Of the first committee appointed at that meeting only three members are still alive, among them being Leon Sinden, brother of Sir Donald and Joy. Joy Sinden was a mime artist well-known for her mimes throughout the South and even reached the fringe of the Edinburgh Festival. She acted and produced for the Players right up to her death in 1993.

During the 1950s there was a very competitive drama festival held each year in Sussex. Something like thirty-six societies competed for the privilege of performing at the finals on the stage at Glyndebourne. In 1956 the Players were the proud winners with two Christopher Fry plays, A Phoenix Too Frequent and The Boy with the Cart.

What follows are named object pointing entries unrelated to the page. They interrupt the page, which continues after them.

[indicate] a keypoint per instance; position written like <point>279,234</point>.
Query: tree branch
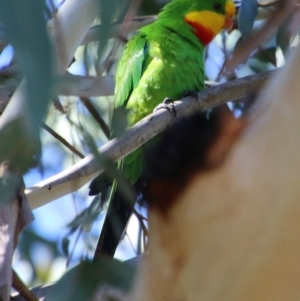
<point>79,174</point>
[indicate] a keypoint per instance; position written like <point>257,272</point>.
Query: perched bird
<point>164,59</point>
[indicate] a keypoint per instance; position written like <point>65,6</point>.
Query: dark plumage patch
<point>192,145</point>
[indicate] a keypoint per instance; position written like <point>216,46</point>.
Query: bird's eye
<point>217,6</point>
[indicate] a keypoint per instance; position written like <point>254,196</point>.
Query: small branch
<point>94,32</point>
<point>94,113</point>
<point>79,174</point>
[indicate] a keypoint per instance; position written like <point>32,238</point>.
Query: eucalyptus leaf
<point>247,14</point>
<point>81,282</point>
<point>25,26</point>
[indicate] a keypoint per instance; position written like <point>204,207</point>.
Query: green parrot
<point>164,59</point>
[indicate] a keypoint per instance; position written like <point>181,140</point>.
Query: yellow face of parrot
<point>208,23</point>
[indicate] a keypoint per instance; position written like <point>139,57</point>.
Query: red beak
<point>228,24</point>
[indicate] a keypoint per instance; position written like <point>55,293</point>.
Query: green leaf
<point>81,282</point>
<point>283,35</point>
<point>25,25</point>
<point>247,14</point>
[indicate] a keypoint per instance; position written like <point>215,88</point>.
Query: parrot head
<point>205,17</point>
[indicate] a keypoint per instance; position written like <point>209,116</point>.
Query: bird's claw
<point>167,104</point>
<point>193,94</point>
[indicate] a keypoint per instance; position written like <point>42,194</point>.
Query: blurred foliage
<point>87,277</point>
<point>23,26</point>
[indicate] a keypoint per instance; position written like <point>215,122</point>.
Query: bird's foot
<point>193,94</point>
<point>167,104</point>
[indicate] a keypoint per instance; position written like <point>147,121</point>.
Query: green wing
<point>130,68</point>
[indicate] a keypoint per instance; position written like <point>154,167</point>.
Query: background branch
<point>83,171</point>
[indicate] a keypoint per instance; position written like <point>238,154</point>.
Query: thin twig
<point>83,171</point>
<point>62,140</point>
<point>95,114</point>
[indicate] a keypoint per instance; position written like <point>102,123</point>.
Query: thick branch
<point>79,174</point>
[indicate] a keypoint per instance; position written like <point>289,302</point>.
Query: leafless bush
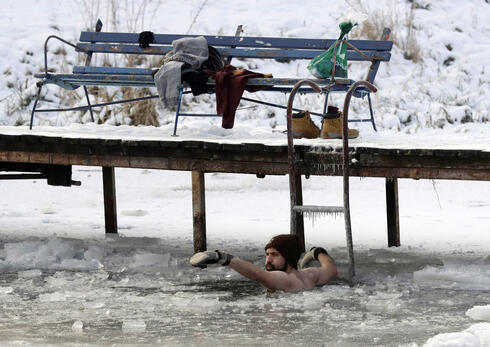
<point>133,15</point>
<point>399,18</point>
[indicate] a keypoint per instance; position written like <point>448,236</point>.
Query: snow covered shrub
<point>399,18</point>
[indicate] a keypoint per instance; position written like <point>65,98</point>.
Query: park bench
<point>240,47</point>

The Players also had considerable input into the Pageant of Ditchling which was held every ten years from 1950 until 1981 after when the site at Lodge Hill was no longer available.

Grace Denman was the artistic inspiration behind the colour co-ordination and costume design of this. As she was in many of our productions including Alice Through the Looking Glass. This was a production in 1969 adapted by our Past President Pam Grieve with music written by John Ferdinando and Peter Howells, who later became a leading light of the BBC's Radiophonic Workshop. A record was made of this at the time and now is a collector’s piece worth £500 or more! It was a success no less for having Martha Kearney, the BBC's former Political correspondent, as Alice.

In 1972 Ditchling village hall was rebuilt and the Players were able to co-operate with the architect with the result that we now have one of the best amateur stages in the district. The hall has been refurbished again even more recently to incorporate a disabled loo and babies' changing room.